Marseille - Schwere Fan-Ausschreitungen haben das Europa-League-Spiel zwischen Olympique Marseille und Fenerbahce Istanbul (0:1) überschattet.

Die Olympique-Verantwortlichen mussten am Donnerstag sogar den Einsatz von Hunderten Beamten der Spezialeinheit CRS im Stade Vélodrome beantragen.

„Das Spiel wäre sonst nicht normal zu Ende gegangen“, sagte OM-Sicherheitschef Guy Cazadamont. „Für das Image des Sports war das sicher nicht gut, aber wir mussten schnell handeln (...) man merkte, dass Fans aufs Spielfeld stürmen wollten“, wurde Cazadamont am Freitag im Sportblatt „L'Équipe“ zitiert.
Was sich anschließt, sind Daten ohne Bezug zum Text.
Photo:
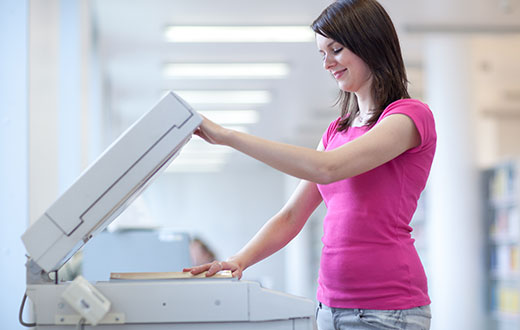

Schon in der ersten Halbzeit war es vor 14 700 Zuschauern zu ersten Zusammenstößen zwischen Fans beider Vereine gekommen, die zum Teil ungetrennt in der Nordkurve des Vélodrome Platz genommen hatten. Als Olympique-Fans dann zur Provokation der türkischen Gäste eine griechische Fahne schwenkten, gab es neue Ausschreitungen. Einige der rund 1800 Gäste-Anhänger rissen Sitze heraus, zündeten Pyrotechnik an und bewarfen die Marseille-Fans auch mit Rauchbomben. Mehrere Fans wurden von der Polizei sofort des Stadions verwiesen. Drei Türken und ein Franzose seien vorläufig festgenommen, zwei Menschen leicht verletzt in Krankenhäuser gebracht worden, hieß es.